Joy Irwin

Personal information
- Full name: Joy Irwin
- Role: Batter

International information
- National side: South Africa (1960–1961);
- Test debut (cap 5): 2 December 1960 v England
- Last Test: 31 December 1960 v England

Domestic team information
- 1951/52: Durban
- 1952/53–1960/61: Natal

Career statistics
| Competition | WTest |
| Matches | 3 |
| Runs scored | 40 |
| Batting average | 6.66 |
| 100s/50s | 0/0 |
| Top score | 20 |
| Balls bowled | 42 |
| Wickets | 0 |
| Bowling average | – |
| 5 wickets in innings | 0 |
| 10 wickets in match | 0 |
| Best bowling | – |
| Catches/stumpings | 0/– |
- Source: CricketArchive, 5 March 2022

= Joy Irwin =

South African cricketer

Joy Irwin is a South African former cricketer who played as a batter. She appeared in three Test matches for South Africa in 1960 and 1961, all against England, scoring 40 runs in her six innings.

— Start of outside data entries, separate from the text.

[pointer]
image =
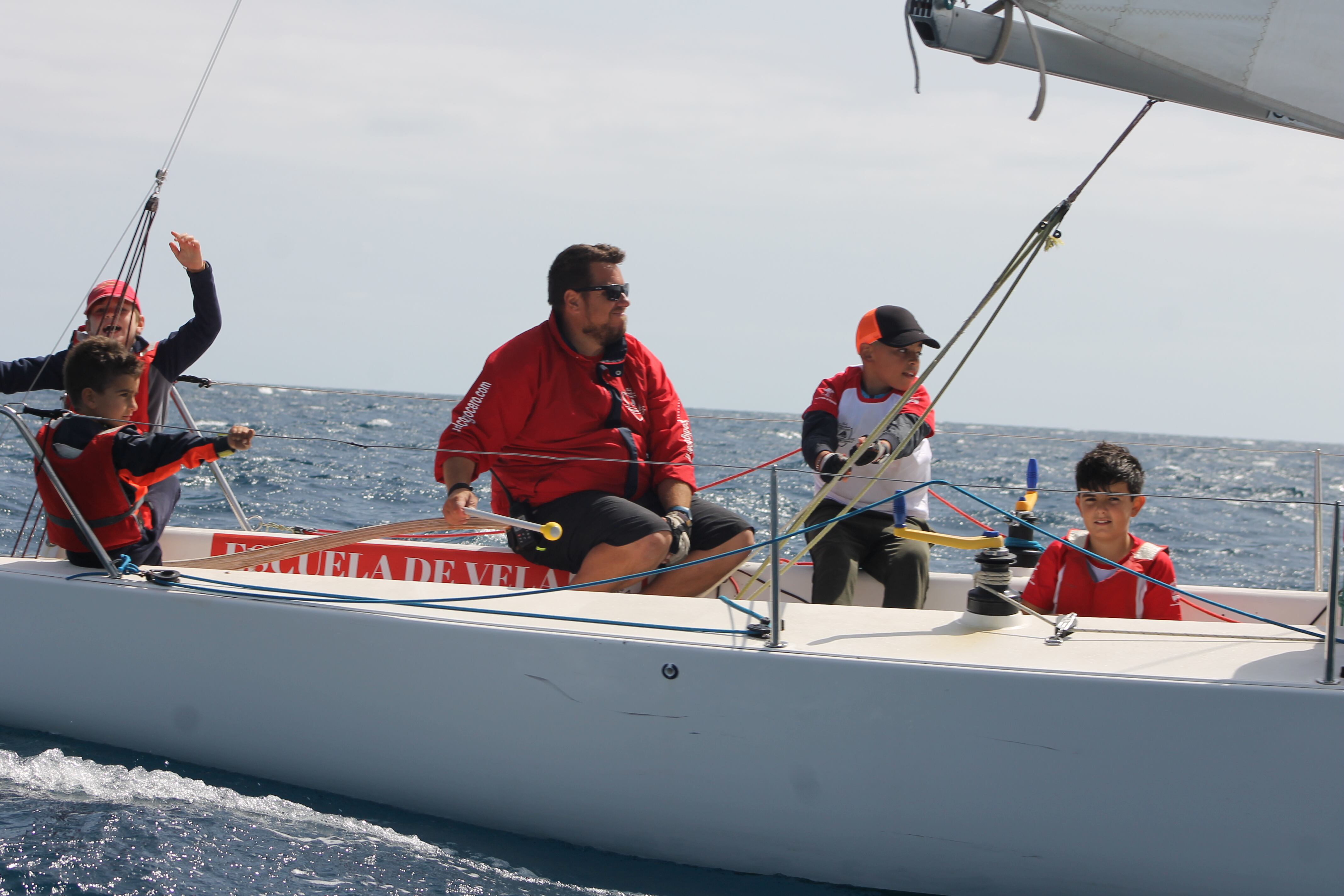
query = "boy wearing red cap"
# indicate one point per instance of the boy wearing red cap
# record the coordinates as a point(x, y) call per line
point(108, 467)
point(112, 310)
point(841, 422)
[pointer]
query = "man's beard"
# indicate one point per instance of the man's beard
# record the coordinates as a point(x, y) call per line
point(607, 334)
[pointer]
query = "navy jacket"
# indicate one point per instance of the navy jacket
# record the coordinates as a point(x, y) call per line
point(176, 352)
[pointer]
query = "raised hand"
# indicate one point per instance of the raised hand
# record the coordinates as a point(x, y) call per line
point(187, 252)
point(240, 437)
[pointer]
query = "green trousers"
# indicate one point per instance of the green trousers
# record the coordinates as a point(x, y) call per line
point(859, 543)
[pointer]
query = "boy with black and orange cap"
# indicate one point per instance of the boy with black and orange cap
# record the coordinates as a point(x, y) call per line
point(108, 465)
point(839, 422)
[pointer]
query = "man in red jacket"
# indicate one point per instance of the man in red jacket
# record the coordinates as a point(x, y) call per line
point(577, 387)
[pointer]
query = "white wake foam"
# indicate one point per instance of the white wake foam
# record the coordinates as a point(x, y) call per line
point(54, 774)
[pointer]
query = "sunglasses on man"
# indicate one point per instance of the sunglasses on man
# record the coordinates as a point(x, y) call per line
point(612, 292)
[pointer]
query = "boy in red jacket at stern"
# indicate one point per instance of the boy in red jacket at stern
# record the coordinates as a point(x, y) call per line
point(1111, 484)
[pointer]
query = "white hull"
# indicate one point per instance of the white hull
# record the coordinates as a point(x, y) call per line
point(892, 749)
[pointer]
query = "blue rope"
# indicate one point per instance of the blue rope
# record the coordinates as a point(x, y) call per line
point(498, 613)
point(741, 609)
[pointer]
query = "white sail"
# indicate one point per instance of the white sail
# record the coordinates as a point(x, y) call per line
point(1284, 54)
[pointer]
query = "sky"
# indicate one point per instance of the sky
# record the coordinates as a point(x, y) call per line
point(382, 187)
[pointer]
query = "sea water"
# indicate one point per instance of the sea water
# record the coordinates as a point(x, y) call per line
point(85, 819)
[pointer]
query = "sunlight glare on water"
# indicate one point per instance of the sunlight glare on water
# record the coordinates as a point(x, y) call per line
point(78, 817)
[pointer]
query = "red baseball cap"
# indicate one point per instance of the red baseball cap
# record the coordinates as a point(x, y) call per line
point(116, 288)
point(892, 326)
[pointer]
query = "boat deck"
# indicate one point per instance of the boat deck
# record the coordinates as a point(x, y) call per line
point(1210, 652)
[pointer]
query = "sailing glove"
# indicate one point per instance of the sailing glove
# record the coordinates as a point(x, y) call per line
point(830, 465)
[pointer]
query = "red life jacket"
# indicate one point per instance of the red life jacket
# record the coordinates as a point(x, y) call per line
point(1119, 597)
point(96, 487)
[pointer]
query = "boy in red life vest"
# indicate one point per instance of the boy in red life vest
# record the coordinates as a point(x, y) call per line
point(108, 465)
point(1111, 484)
point(113, 310)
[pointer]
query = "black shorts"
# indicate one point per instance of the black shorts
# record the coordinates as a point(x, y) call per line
point(591, 519)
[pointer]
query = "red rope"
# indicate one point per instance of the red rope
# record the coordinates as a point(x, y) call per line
point(455, 535)
point(1189, 602)
point(987, 529)
point(728, 479)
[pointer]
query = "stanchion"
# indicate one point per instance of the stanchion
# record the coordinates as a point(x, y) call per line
point(1332, 674)
point(776, 621)
point(1316, 547)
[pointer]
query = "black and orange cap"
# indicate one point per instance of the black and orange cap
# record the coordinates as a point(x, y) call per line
point(892, 326)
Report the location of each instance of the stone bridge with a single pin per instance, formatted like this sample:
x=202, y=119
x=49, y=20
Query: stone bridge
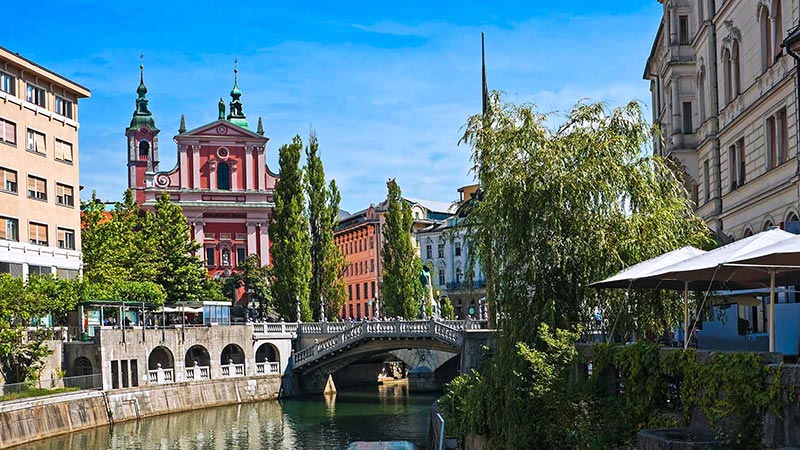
x=312, y=364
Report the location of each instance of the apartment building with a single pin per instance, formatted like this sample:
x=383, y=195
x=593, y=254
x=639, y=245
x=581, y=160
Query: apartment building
x=39, y=181
x=724, y=99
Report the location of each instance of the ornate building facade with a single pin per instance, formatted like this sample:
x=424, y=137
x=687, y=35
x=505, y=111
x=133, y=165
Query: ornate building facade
x=221, y=180
x=723, y=96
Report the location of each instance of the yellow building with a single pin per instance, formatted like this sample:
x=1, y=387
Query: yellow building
x=39, y=181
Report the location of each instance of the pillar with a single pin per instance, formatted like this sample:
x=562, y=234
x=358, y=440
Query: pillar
x=251, y=238
x=248, y=169
x=195, y=167
x=264, y=243
x=184, y=163
x=199, y=236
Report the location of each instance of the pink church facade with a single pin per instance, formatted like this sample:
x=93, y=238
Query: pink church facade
x=221, y=181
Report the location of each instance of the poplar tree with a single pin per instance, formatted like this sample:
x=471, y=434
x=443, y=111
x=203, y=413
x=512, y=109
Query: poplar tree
x=326, y=258
x=334, y=290
x=401, y=289
x=291, y=241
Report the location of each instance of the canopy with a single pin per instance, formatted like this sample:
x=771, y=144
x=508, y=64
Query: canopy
x=636, y=276
x=715, y=264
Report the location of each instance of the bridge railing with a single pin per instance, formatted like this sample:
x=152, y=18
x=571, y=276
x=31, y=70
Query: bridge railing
x=395, y=329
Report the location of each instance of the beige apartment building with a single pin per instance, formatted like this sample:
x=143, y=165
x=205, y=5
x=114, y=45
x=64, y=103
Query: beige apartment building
x=39, y=182
x=724, y=98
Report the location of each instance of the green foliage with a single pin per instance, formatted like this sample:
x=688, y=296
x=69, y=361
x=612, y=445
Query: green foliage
x=448, y=312
x=135, y=246
x=255, y=279
x=290, y=237
x=563, y=207
x=402, y=290
x=327, y=260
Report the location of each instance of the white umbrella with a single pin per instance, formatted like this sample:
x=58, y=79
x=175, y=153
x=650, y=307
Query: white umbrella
x=782, y=258
x=637, y=277
x=717, y=268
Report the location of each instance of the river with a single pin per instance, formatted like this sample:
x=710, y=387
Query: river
x=367, y=413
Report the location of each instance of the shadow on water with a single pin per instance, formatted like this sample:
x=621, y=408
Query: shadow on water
x=367, y=413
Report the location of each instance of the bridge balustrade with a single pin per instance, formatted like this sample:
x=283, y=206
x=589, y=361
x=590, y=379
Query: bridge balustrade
x=268, y=368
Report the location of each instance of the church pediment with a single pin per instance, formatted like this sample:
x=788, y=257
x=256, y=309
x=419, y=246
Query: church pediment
x=222, y=129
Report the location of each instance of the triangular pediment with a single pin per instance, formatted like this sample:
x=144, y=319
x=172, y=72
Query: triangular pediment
x=223, y=129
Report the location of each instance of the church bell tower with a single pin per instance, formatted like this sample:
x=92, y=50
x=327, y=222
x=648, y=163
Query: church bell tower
x=142, y=137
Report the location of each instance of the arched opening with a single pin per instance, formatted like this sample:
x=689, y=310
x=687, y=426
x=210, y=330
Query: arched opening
x=766, y=38
x=727, y=75
x=160, y=358
x=223, y=177
x=267, y=353
x=81, y=367
x=197, y=355
x=232, y=361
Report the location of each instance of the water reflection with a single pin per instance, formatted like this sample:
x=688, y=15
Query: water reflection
x=323, y=422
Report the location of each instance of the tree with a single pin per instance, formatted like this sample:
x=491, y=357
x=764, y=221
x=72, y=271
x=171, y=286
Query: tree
x=560, y=208
x=327, y=261
x=334, y=289
x=402, y=290
x=291, y=242
x=255, y=279
x=22, y=352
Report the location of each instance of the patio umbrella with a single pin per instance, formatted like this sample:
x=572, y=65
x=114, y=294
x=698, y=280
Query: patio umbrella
x=781, y=258
x=636, y=277
x=717, y=268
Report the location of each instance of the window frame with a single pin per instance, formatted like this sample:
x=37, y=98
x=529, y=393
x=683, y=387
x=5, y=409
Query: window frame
x=4, y=180
x=5, y=228
x=36, y=196
x=71, y=204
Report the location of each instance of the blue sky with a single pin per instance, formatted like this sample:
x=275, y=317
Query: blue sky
x=387, y=86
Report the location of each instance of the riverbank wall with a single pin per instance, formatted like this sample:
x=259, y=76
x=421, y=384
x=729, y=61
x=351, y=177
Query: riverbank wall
x=31, y=419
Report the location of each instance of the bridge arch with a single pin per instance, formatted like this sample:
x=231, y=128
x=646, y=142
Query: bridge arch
x=232, y=352
x=197, y=355
x=267, y=352
x=160, y=357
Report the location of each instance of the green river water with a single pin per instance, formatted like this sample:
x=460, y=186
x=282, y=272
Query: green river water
x=369, y=413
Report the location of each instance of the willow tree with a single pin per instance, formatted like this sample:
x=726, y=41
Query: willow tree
x=291, y=270
x=560, y=208
x=401, y=289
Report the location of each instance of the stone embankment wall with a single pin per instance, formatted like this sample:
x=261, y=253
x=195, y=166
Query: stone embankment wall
x=37, y=418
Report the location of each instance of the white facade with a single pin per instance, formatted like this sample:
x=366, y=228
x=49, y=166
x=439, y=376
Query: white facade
x=723, y=96
x=444, y=251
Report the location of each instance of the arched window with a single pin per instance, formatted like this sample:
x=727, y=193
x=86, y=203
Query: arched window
x=766, y=38
x=777, y=29
x=223, y=177
x=727, y=75
x=736, y=69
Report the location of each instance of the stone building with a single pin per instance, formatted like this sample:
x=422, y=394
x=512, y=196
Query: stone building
x=221, y=180
x=39, y=177
x=724, y=98
x=445, y=252
x=360, y=237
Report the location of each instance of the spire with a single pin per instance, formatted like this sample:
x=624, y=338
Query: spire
x=142, y=115
x=485, y=86
x=236, y=114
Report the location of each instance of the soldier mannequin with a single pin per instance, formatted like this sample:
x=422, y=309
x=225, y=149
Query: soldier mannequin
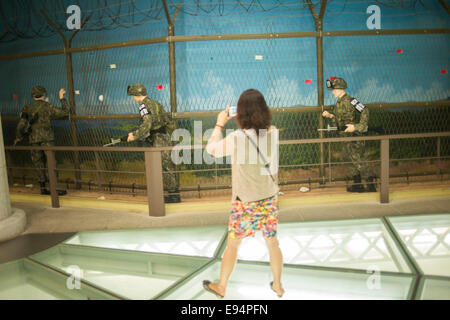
x=156, y=129
x=346, y=114
x=35, y=120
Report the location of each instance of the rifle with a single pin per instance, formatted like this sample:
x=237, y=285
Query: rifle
x=116, y=141
x=378, y=129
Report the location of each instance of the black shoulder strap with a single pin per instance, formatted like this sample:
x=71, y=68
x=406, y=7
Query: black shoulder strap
x=358, y=105
x=266, y=164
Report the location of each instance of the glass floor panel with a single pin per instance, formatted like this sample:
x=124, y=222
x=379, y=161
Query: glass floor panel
x=192, y=241
x=357, y=244
x=427, y=238
x=16, y=284
x=323, y=260
x=251, y=282
x=436, y=289
x=133, y=275
x=26, y=280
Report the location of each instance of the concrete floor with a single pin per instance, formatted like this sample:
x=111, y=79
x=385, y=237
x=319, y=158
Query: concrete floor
x=79, y=214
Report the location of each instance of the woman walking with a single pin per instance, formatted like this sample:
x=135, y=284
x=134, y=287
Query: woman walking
x=254, y=184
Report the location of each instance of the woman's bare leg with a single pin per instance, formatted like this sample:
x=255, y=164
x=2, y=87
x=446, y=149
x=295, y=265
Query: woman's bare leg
x=276, y=263
x=227, y=266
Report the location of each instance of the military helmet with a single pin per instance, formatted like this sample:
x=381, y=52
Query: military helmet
x=336, y=83
x=137, y=90
x=38, y=91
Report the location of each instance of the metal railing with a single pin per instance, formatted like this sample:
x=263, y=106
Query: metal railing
x=154, y=172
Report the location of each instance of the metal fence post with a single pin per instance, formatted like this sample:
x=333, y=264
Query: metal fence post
x=172, y=70
x=318, y=22
x=384, y=188
x=99, y=169
x=51, y=166
x=155, y=187
x=70, y=90
x=438, y=154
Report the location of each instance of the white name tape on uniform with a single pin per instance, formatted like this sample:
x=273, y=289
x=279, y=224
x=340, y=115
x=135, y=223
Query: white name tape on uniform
x=143, y=110
x=358, y=105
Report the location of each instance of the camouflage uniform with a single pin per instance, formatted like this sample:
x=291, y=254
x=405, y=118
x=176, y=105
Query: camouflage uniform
x=38, y=116
x=353, y=152
x=156, y=129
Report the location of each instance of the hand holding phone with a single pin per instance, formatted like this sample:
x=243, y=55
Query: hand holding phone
x=232, y=111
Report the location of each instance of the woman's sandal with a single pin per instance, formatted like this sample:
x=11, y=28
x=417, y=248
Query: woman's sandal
x=206, y=284
x=271, y=287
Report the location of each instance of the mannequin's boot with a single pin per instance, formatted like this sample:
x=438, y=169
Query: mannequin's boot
x=356, y=186
x=370, y=185
x=44, y=190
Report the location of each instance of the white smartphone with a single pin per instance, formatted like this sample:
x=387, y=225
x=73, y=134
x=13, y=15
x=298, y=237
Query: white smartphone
x=232, y=111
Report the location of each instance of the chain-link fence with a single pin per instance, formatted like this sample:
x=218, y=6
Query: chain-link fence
x=221, y=48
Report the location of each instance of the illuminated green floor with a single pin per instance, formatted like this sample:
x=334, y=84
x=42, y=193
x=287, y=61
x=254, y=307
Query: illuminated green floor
x=405, y=257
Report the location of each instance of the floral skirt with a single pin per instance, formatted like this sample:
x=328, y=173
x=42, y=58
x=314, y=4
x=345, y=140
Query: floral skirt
x=247, y=218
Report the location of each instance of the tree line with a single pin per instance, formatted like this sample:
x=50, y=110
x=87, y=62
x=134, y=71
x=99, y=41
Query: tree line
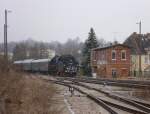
x=31, y=49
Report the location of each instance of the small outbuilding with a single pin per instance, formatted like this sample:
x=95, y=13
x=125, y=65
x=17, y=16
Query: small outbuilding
x=111, y=61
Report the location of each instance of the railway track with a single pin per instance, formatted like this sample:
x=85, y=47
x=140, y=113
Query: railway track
x=111, y=107
x=121, y=83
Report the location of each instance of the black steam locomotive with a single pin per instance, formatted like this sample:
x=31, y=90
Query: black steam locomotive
x=65, y=65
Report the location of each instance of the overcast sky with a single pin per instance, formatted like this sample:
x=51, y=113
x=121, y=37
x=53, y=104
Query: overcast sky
x=51, y=20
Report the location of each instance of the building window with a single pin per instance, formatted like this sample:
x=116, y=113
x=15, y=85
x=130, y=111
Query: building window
x=146, y=59
x=113, y=55
x=114, y=73
x=123, y=55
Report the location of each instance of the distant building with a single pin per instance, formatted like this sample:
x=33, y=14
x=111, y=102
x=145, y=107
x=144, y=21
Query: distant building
x=111, y=61
x=140, y=53
x=10, y=55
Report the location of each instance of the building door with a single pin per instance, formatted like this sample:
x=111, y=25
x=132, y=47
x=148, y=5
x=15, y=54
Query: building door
x=124, y=72
x=114, y=73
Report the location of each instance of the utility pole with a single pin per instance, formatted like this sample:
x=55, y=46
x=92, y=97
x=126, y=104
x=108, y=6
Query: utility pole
x=140, y=70
x=140, y=27
x=5, y=35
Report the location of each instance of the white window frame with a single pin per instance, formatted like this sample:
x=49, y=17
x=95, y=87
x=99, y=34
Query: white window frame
x=112, y=54
x=123, y=51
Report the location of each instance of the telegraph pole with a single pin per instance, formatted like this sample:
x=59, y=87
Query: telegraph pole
x=140, y=27
x=140, y=70
x=5, y=35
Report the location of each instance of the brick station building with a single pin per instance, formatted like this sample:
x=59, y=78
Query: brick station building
x=111, y=61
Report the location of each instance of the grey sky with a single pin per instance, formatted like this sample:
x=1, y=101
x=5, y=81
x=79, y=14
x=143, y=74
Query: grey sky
x=50, y=20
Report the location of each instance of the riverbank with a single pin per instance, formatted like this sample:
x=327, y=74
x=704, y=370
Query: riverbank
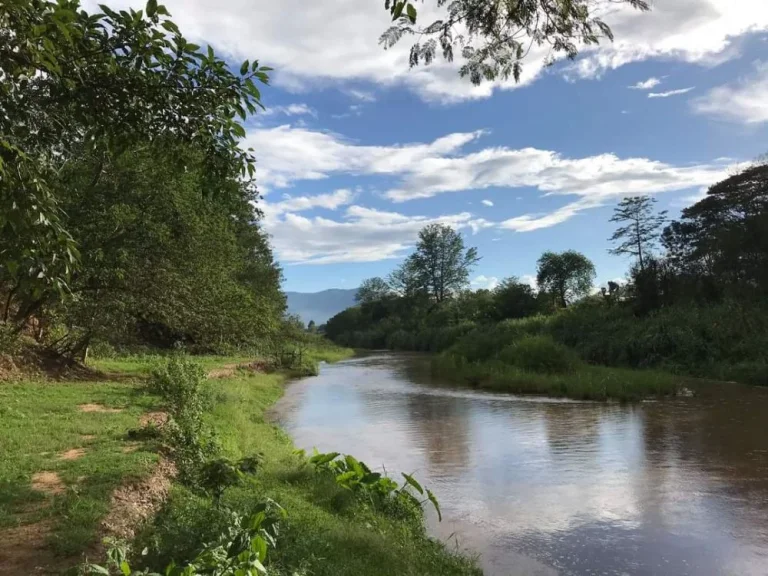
x=582, y=383
x=87, y=454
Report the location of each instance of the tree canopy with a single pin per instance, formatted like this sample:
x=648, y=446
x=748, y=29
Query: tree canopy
x=567, y=275
x=641, y=228
x=494, y=38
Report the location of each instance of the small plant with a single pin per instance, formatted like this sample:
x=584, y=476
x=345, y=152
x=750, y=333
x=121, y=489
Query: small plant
x=354, y=475
x=540, y=354
x=219, y=474
x=241, y=550
x=191, y=442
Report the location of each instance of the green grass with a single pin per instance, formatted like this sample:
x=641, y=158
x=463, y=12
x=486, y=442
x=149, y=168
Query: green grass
x=584, y=382
x=327, y=532
x=142, y=364
x=38, y=421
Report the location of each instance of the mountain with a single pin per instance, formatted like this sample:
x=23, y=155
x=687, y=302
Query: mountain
x=320, y=306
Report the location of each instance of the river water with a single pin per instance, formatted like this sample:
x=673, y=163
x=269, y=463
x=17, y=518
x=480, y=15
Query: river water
x=543, y=487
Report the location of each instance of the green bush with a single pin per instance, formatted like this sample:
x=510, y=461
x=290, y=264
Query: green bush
x=540, y=354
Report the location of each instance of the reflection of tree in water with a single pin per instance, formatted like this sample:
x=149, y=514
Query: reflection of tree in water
x=571, y=429
x=442, y=425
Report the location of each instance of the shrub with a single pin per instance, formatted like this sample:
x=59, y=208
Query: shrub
x=540, y=354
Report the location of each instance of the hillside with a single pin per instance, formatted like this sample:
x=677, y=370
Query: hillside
x=320, y=306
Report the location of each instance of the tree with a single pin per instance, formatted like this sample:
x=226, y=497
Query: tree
x=441, y=264
x=722, y=240
x=75, y=83
x=641, y=229
x=495, y=37
x=372, y=290
x=514, y=299
x=567, y=276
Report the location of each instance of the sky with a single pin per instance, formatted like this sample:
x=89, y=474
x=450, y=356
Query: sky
x=357, y=152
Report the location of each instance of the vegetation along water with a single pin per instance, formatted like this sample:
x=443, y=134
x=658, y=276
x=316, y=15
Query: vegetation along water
x=144, y=331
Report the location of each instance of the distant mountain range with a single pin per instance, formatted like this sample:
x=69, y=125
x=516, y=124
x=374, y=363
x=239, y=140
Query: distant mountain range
x=320, y=306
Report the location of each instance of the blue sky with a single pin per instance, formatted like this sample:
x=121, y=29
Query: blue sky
x=357, y=152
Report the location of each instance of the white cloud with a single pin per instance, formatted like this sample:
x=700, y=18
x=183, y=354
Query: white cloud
x=745, y=102
x=336, y=41
x=361, y=95
x=670, y=93
x=646, y=84
x=288, y=154
x=362, y=235
x=330, y=201
x=290, y=110
x=695, y=31
x=486, y=282
x=530, y=279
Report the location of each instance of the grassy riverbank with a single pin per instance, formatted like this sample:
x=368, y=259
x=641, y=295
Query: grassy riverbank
x=84, y=454
x=583, y=383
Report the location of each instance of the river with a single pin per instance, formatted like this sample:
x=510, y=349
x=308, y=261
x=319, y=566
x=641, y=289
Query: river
x=539, y=486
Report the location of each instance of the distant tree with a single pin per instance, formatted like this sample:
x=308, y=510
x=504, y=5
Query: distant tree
x=441, y=264
x=722, y=240
x=495, y=37
x=640, y=230
x=514, y=299
x=372, y=290
x=567, y=276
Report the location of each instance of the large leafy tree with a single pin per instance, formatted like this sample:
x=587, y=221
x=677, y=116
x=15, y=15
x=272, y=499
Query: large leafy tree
x=514, y=299
x=372, y=290
x=75, y=82
x=723, y=238
x=567, y=275
x=440, y=265
x=494, y=37
x=640, y=228
x=167, y=254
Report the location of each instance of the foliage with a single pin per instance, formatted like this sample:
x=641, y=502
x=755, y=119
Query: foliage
x=439, y=267
x=241, y=550
x=568, y=275
x=495, y=37
x=355, y=476
x=372, y=289
x=540, y=354
x=182, y=385
x=641, y=229
x=76, y=83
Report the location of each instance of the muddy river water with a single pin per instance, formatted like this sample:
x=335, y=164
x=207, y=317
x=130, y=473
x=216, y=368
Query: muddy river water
x=538, y=486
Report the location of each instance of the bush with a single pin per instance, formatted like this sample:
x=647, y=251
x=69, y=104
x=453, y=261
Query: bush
x=182, y=384
x=540, y=354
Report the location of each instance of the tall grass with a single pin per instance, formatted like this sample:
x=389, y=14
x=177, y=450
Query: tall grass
x=584, y=383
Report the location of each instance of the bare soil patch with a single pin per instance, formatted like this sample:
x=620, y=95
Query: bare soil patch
x=23, y=550
x=156, y=419
x=48, y=483
x=134, y=503
x=97, y=408
x=72, y=454
x=231, y=369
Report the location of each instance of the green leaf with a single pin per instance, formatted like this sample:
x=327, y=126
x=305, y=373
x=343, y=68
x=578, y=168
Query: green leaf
x=435, y=504
x=398, y=10
x=412, y=482
x=412, y=13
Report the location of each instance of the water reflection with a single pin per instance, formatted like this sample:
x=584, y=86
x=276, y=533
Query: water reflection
x=552, y=487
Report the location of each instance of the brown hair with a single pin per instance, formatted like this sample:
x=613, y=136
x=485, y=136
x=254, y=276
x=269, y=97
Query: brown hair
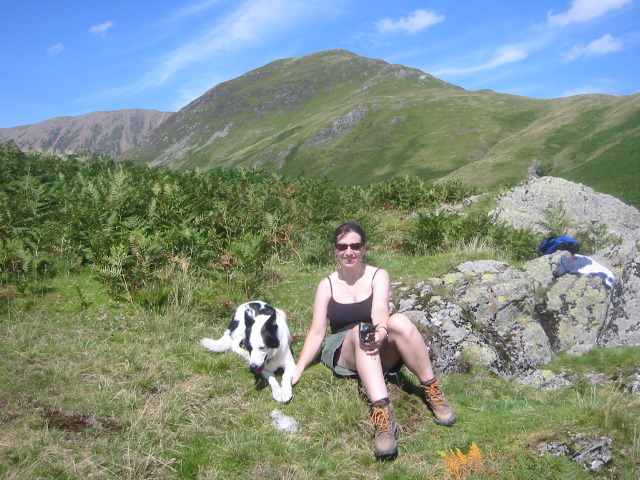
x=349, y=227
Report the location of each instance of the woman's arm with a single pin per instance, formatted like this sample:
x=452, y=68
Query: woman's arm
x=317, y=331
x=380, y=307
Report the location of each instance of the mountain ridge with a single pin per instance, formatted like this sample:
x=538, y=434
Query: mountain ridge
x=360, y=120
x=107, y=133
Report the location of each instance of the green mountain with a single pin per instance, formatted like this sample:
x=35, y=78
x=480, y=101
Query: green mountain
x=358, y=120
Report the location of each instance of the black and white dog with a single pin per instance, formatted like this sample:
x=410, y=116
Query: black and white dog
x=259, y=333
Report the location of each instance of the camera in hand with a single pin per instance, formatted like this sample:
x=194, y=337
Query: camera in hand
x=367, y=333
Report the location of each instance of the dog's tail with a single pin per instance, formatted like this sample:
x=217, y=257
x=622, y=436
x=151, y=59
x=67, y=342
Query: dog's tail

She played domestic cricket for Durban and Natal.

==Career==
Irwin, a record-breaking opening batsman for Natal, was selected to play for South Africa women against the touring English women in 1960–61. In the first tour match, playing for South African XI Women, Irwin scored 5 & 34 opening alongside Barbara Cairncross as the South African team forced a draw after following on.